You need to get a 2nd opinion & a CT scan done this is the only conclusive way you can find out whats going on inside your horses mouth.

Ive recently been through this with my 5yo he had numerous x-rays but he was reffered to Rainbow Equine for a CT scan, X-rays are not great for teeth & jaw area. 
We found through the CT scan that the horse actually had a huge retained cap which had caused the Diastema, the vets at Rainbow equine managed to remove the cap. My horse has erruption cysts on his left jaw due to all this & they will take around 2 years the resolve.
The cap wasnt able to be seen by eye or through the many x-rays.

I would not be even thinking of PTS over an issue such as this i would be asking to be reffered.


----------



## Goldenstar (17 April 2012)

kitface said:



			Hi all

My horse has been suffering with diastemas for the last year and I have had them cleaned out, antibiotics, painkillers etc every 6-8 weeks since finding them, at a cost of up to £250 each time. My horse is very sensitive and reacts by throwing her head around even under sedation so heavy that she is nearly falling over. Last week the vet took x-rays in preparation for widening and packing to try and resolve the problem. The x-rays showed the last two cheek teeth were angled sharply forward and he felt due to this he would not be able to widen the diastema as he would inevitably expose the pulp. On the other side he found it to be much worse than expected and my horse has some enamel erosion and periodontal disease affecting the gum. She is excluded for all dental work on her insurance, and the vet said even if they did the work (under GA) he felt it would likely be many months of follow ups and more GA and sedation in the future, and that the amount of pain and the cost would outweigh any potential improvement ie the risk of it not working outweighed the benefit of attempting the surgery. I now have to decide whether to give it a try or have her PTS, at age 10. 

Does anyone have any experience of diastemas of this severity, I have read all the posts on here and the outcomes all seem favourable but no-one has mentioned angled teeth?

Thanks for reading on!
		
Click to expand...

I am going through all this at the moment same issue an angled tooth my horse is only six and has just has them widened again the third time.
The difference is my vet has referred him to professor DIxon at Edinburgh university who is a expert in horse dentistry .
Has your vet looked at removing the angled tooth that is what mine will have if what they have done does not work .
Also has he said to keep the horse at grass as it makes a huge difference to the healing if they only eating grass.
I would be seeking the opinion of a vet that only does tooth work and will recommend professor Dixon ( I don't know where you are) if  it's not too far from you.
Tooth removal would better than PTS even if it meant extra dentals every year.
I think mine will end up with the tooth removes eventually .


----------



## Goldenstar (17 April 2012)

Ps mine had a CT scan last week you need to know if the bone in his jaw is involved quickly.


----------



## kitface (17 April 2012)

Thanks for all the replies, it sounds like a second opinion is in order... is a CT scan expensive, I only have a few £k in my savings and she is excluded for her teeth. I am in Yorkshire so Edinburgh is a bit far but Rainbow is nearby so I could try there


----------



## Goldenstar (17 April 2012)

kitface said:



			Thanks for all the replies, it sounds like a second opinion is in order... is a CT scan expensive, I only have a few £k in my savings and she is excluded for her teeth. I am in Yorkshire so Edinburgh is a bit far but Rainbow is nearby so I could try there
		
Click to expand...

Mine is not insured my CT scan was £450 plus vat but they did a deal with me so I did not pay the full cost but I would think a scan is essential if you want to go on.
You need specialist advice fast.


----------



## dressagecrazy (17 April 2012)

Mine was more than Goldenstar's but less than 1k.
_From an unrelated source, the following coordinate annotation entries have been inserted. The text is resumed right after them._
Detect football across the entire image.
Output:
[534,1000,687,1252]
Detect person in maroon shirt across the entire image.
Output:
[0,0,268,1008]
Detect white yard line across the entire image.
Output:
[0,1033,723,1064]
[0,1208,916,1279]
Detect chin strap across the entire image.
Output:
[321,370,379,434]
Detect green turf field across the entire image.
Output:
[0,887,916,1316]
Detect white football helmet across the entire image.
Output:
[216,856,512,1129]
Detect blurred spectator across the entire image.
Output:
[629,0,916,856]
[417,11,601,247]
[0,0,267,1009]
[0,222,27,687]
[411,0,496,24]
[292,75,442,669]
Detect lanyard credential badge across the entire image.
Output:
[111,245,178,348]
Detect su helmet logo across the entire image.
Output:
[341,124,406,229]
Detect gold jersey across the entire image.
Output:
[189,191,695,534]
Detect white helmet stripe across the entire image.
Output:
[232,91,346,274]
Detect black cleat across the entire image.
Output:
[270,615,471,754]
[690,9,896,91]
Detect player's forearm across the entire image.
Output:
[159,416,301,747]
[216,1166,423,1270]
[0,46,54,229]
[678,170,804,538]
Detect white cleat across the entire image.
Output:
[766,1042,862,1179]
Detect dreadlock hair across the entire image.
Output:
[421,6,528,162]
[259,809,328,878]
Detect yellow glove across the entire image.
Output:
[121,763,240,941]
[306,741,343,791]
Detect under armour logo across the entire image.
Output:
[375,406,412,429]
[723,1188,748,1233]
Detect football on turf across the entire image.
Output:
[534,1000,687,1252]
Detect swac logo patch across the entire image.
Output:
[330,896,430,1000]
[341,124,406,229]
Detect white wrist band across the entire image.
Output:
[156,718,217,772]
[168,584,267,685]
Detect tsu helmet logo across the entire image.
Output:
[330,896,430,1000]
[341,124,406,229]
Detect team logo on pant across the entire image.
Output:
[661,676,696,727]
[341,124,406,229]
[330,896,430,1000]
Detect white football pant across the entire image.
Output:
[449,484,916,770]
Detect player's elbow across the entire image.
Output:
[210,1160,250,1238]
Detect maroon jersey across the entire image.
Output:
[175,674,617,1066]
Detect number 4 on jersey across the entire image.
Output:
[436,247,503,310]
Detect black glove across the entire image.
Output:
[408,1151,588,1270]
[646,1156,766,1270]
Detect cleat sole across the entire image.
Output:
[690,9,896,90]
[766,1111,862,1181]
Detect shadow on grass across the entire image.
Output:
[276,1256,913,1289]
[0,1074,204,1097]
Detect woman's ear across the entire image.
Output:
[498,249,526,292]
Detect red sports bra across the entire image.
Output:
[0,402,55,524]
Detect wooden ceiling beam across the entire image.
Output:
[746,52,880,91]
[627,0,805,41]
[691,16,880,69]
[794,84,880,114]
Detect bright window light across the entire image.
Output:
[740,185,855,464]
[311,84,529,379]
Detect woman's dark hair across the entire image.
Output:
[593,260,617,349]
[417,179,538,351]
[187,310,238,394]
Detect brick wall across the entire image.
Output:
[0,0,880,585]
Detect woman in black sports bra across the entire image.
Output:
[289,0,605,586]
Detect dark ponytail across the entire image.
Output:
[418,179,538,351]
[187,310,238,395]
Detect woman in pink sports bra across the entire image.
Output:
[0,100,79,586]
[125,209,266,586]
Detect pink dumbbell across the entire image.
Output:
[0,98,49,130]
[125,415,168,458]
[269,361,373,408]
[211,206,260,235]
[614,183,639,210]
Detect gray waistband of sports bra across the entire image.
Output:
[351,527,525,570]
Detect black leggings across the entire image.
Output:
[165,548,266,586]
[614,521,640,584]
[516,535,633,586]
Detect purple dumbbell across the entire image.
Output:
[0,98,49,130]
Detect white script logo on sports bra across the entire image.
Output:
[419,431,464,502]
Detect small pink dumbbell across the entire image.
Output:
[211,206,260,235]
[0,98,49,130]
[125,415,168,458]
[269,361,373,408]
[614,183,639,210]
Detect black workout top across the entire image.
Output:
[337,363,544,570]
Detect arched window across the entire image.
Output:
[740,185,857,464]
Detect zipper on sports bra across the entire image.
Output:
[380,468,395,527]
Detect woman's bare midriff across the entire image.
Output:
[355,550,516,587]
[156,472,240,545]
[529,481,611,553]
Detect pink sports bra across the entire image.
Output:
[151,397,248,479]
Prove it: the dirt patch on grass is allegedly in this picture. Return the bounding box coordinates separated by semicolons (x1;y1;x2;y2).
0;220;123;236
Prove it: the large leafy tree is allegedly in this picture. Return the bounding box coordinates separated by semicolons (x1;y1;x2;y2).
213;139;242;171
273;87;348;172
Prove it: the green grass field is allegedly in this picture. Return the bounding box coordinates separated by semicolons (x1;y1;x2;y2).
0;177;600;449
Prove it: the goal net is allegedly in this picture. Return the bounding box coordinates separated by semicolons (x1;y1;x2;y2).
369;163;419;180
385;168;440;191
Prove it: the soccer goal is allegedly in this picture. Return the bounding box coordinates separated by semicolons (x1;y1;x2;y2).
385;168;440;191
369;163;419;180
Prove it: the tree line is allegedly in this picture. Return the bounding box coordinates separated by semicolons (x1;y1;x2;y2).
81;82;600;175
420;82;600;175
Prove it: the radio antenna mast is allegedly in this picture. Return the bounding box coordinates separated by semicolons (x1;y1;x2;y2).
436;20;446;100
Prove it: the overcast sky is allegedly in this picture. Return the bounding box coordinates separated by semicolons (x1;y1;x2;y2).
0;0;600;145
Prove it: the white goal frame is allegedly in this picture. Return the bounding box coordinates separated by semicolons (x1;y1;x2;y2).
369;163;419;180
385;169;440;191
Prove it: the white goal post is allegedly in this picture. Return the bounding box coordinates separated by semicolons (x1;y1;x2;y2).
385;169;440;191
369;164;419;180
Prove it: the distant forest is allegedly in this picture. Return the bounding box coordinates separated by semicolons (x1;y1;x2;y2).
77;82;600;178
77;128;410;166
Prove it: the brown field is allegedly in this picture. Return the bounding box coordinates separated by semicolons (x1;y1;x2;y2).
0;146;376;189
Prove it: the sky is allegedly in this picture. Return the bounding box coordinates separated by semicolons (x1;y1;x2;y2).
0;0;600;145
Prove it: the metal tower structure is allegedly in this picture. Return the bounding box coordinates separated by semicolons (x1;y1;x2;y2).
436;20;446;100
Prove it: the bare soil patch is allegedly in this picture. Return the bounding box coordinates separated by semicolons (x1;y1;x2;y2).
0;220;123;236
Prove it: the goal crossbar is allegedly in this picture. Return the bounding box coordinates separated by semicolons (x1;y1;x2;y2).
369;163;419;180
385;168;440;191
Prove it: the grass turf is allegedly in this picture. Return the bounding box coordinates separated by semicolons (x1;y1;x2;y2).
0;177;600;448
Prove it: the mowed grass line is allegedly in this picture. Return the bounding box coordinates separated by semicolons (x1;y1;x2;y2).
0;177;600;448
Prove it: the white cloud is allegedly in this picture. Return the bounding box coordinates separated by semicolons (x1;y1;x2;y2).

I would highly recommend Rainbow Equine though they where excellent, they are a 4hr journey for me in the lorry. So your lucky having them close, they can also fit people in quite quickly.


----------



## SusieT (17 April 2012)

Ring your referral practice and ask to speak to the dental specialist about whether it is worth seeing him. I would guess removal is an option, but this is a v. tough procedure with a 10yr old as the teeth roots are still long and there is a risk fo jaw fracture. However, as it is a case of two bad teeth, I would be far more tempted to do this than pts..


----------



## paulineh (18 April 2012)

I have an Arab mare that has Diastema . I was told by my EDT to syringe her mouth out after every feed. I use a weak solution of listerine and a 50ml (bladder tipped one) syringe. I have been dealing with this for over 2years now and have just had her teeth done (I have hers done every 6 months)

It is worth trying that as it will keep the mouth fresh.

We can always know when she needs extra mouth washes.

I also make the feed very wet so that it goes down well.

The angle and shape of an Arabs jaw makes it more likely to have problems ,so yes I have had this mare with angled teeth.

I don't know why you need them packed. Just good oral Health would work.


----------



## Goldenstar (18 April 2012)

paulineh said:



			I have an Arab mare that has Diastema . I was told by my EDT to syringe her mouth out after every feed. I use a weak solution of listerine and a 50ml (bladder tipped one) syringe. I have been dealing with this for over 2years now and have just had her teeth done (I have hers done every 6 months)

It is worth trying that as it will keep the mouth fresh.

We can always know when she needs extra mouth washes.

I also make the feed very wet so that it goes down well.

The angle and shape of an Arabs jaw makes it more likely to have problems ,so yes I have had this mare with angled teeth.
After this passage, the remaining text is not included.